Der Garzweiler-Restsee mit einer geplanten Tiefe von etwa 180 Metern, einer Größe von 2.300 ha und einem Volumen von über 2 Milliarden Kubikmetern müsste über etwa 40 Jahre mit jährlich bis zu 60 Mio. Kubikmeter Wasser künstlich angereichert werden, um den vorgesehenen Wasserstand von 65 m ü. NN zu erreichen. Zu diesem Zwecke soll aufbereitetes Rheinwasser über Stollen im Grundgebirge weit unter der Tagebausohle herangeführt werden, ohne dass die technische Machbarkeit einer solchen Maßnahme eingehend geprüft worden wäre.
Um den etwa im Jahre 2080 erreichten Seewasserspiegel von 65 m ü. NN dauerhaft zu halten, würde bis in ungewisse Zeiten eine Fremdwasserzufuhr notwendig sein. RWE Power rechnet damit, dass bis zum Jahre 2100 etwa 25 Mio. m3 jährlich und ab 2100 30 Mio. m3 jährlich zugeführt werden müssen, um den Abstrom in die Erftscholle zu kompensieren. Erst nach erfolgtem Grundwasseranstieg in der vom Tagebau Hambach beanspruchten Erft-Scholle, also in 300 bis 400 Jahren, können diese Einleitungen eingestellt werden.
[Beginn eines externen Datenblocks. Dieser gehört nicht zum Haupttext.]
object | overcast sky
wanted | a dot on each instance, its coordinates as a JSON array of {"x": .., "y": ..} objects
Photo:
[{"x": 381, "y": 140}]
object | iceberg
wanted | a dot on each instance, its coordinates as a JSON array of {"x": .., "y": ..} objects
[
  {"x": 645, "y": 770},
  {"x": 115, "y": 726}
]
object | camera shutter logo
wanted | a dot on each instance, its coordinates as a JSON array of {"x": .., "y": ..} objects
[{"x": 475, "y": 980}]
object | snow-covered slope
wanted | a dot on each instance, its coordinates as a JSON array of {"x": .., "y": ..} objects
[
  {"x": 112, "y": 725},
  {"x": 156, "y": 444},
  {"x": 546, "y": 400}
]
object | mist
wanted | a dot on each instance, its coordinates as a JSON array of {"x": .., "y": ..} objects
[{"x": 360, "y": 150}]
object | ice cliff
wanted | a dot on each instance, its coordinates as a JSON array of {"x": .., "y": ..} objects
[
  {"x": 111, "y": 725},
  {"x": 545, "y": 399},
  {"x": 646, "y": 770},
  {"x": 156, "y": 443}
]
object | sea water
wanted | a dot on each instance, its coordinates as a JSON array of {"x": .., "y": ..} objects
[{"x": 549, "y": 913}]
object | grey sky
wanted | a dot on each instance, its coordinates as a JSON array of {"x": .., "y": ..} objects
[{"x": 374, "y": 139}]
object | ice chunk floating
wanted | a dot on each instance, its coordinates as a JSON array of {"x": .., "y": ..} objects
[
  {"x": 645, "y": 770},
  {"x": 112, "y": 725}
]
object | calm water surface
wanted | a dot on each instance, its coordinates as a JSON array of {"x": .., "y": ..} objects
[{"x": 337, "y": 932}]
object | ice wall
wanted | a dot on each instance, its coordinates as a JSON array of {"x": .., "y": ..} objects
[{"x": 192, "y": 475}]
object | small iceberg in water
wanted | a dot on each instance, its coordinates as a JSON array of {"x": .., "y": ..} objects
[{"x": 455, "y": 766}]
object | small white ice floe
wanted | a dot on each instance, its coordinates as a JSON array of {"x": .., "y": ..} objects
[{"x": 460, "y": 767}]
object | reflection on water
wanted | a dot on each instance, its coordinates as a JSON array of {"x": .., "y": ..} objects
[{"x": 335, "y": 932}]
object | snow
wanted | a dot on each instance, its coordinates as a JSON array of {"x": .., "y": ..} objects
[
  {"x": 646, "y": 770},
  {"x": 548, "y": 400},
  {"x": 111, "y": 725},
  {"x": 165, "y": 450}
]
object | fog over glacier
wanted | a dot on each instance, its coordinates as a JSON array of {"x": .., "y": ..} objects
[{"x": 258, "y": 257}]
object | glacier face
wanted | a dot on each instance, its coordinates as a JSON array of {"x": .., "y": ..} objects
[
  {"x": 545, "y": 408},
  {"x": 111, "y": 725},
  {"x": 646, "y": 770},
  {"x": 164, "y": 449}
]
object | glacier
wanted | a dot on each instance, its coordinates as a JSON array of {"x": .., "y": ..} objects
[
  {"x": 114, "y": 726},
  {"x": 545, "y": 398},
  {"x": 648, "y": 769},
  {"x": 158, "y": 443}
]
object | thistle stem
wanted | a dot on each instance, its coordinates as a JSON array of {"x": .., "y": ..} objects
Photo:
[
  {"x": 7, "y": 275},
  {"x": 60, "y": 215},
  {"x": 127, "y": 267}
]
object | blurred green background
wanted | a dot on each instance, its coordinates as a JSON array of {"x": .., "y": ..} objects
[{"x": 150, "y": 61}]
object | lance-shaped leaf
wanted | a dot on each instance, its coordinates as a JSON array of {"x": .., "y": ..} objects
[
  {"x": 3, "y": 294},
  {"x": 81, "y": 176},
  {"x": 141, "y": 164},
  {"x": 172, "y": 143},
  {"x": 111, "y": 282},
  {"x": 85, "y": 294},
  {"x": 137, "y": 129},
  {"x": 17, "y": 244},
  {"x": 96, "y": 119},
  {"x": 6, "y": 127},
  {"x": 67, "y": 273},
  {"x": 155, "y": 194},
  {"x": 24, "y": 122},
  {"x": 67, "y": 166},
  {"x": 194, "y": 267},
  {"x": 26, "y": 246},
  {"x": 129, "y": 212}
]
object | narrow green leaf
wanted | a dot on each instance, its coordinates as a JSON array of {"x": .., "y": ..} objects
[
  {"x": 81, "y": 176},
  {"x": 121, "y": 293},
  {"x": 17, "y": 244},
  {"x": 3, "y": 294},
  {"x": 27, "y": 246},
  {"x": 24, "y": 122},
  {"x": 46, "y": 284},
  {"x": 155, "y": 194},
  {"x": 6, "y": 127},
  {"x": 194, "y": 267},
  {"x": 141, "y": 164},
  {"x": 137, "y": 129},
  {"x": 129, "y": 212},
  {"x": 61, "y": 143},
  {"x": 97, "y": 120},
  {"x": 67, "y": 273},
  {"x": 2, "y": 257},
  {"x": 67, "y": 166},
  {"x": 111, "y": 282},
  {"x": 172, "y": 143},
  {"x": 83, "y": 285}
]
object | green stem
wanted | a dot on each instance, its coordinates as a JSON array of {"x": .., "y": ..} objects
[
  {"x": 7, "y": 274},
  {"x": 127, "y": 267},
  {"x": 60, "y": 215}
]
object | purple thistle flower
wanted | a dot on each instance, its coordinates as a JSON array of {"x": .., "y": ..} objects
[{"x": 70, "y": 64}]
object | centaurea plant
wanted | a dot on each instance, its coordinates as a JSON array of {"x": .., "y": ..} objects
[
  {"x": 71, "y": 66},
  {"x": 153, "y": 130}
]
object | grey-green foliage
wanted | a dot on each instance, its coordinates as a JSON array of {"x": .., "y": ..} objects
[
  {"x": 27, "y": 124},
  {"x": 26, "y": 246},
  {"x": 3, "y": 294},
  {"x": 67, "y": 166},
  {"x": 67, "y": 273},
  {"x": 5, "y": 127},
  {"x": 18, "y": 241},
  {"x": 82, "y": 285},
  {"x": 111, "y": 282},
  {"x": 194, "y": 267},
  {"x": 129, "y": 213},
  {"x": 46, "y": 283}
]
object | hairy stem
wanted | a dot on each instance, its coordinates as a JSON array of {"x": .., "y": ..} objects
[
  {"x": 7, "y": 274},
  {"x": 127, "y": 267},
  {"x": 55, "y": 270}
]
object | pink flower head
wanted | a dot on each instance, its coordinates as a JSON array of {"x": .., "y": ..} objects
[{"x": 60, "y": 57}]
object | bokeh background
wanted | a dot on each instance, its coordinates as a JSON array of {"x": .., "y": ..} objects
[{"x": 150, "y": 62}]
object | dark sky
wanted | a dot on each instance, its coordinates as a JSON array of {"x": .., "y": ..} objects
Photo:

Der für den Tagebau Hambach geplante Restsee hat dem gegenüber noch gigantischere Dimensionen: 250 m Tief, 4.000 ha Fläche, 4 Mrd. m3 Inhalt; die künstliche Befüllung beläuft sich auf max. 270 Mio. m3/a. Auch hierfür soll eine Pipeline mit Rhein-Wasser sorgen.
Neuerdings soll auch im Tagebau Inden entgegen der ursprünglichen Vorgaben ein 1.100 ha großer und bis zu 180 m tiefer Restsee entstehen. Dieser soll mit Wasser aus der Rur befüllt werden und im Jahr 2060 seinen endgültigen Wasserstand erreichen.